Bafatá : le bilan de l’incendie s’alourdit à (9) neuf morts après le décès d’un blessé évacué au Sénégal

La ville de Bafatá, située dans le centre de la Guinée-Bissau, a été le théâtre d’un incendie d’une rare violence le 13 février dernier. Le sinistre, qui serait parti d’une pompe à essence installée dans une station-service de fortune, a provoqué un lourd bilan humain.
Selon le journal O Democrata, le nombre de victimes s’est alourdi ces dernières heures. L’une des cinq personnes grièvement brûlées, évacuées au Sénégal pour des soins spécialisés, a succombé à ses blessures. Ce décès porte désormais le bilan officiel à neuf morts.
Confirmation des autorités sanitaires
Le ministre de la Santé publique, Quinhim Nantote, a confirmé le décès de la victime évacuée dans la République voisine du Sénégal. Il s’exprimait à l’issue d’une visite du Premier ministre à l’Hôpital national Simão Mendes.
À l’échelle nationale, le ministre a indiqué que les blessés toujours hospitalisés à Bissau sont dans un état stable, grâce aux soins prodigués par les équipes médicales. « Le gouvernement espère qu’il n’y aura plus de décès, comme cela s’est produit par le passé », a-t-il déclaré devant la presse.

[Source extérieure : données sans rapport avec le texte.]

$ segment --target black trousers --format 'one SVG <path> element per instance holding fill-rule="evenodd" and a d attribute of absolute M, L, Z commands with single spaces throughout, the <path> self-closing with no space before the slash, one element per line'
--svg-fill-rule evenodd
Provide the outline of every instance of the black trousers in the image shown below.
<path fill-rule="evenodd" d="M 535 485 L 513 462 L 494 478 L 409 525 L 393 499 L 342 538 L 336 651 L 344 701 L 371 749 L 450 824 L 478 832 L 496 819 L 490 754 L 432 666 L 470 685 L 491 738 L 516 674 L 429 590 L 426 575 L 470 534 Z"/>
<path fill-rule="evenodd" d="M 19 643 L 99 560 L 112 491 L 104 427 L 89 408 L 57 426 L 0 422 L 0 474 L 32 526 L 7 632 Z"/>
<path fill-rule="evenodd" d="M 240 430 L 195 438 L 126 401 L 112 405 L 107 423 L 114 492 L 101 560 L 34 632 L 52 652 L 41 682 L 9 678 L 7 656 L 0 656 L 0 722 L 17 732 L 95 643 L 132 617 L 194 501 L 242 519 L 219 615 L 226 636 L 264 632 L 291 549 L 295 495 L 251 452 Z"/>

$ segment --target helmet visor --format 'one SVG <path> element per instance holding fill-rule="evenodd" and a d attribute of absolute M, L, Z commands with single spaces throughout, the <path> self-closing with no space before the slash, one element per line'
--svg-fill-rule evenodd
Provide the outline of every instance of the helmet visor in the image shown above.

163 victimes recensées le jour du drame
D’après les informations publiées par O Democrata, les secours ont enregistré 163 victimes le jour de l’incendie. Ces dernières ont été admises au service médical de l’hôpital régional de Bafatá.
Le directeur clinique, Mamadu Camará, a précisé que 49 personnes ont été hospitalisées sur ce total. Les autres ont reçu des soins ambulatoires.
Les responsables sanitaires ont détaillé la gravité des blessures :
- certaines victimes ont souffert de brûlures superficielles (premier degré) ;
- d’autres ont présenté des brûlures du deuxième degré ;
- plusieurs cas graves ont concerné des patients dont 45 %, 60 %, voire 70 % de la surface corporelle était touchée.
Ce drame relance les inquiétudes sur les conditions de sécurité autour des stations-service informelles et la nécessité d’un encadrement plus strict des installations de distribution de carburant dans certaines localités du pays.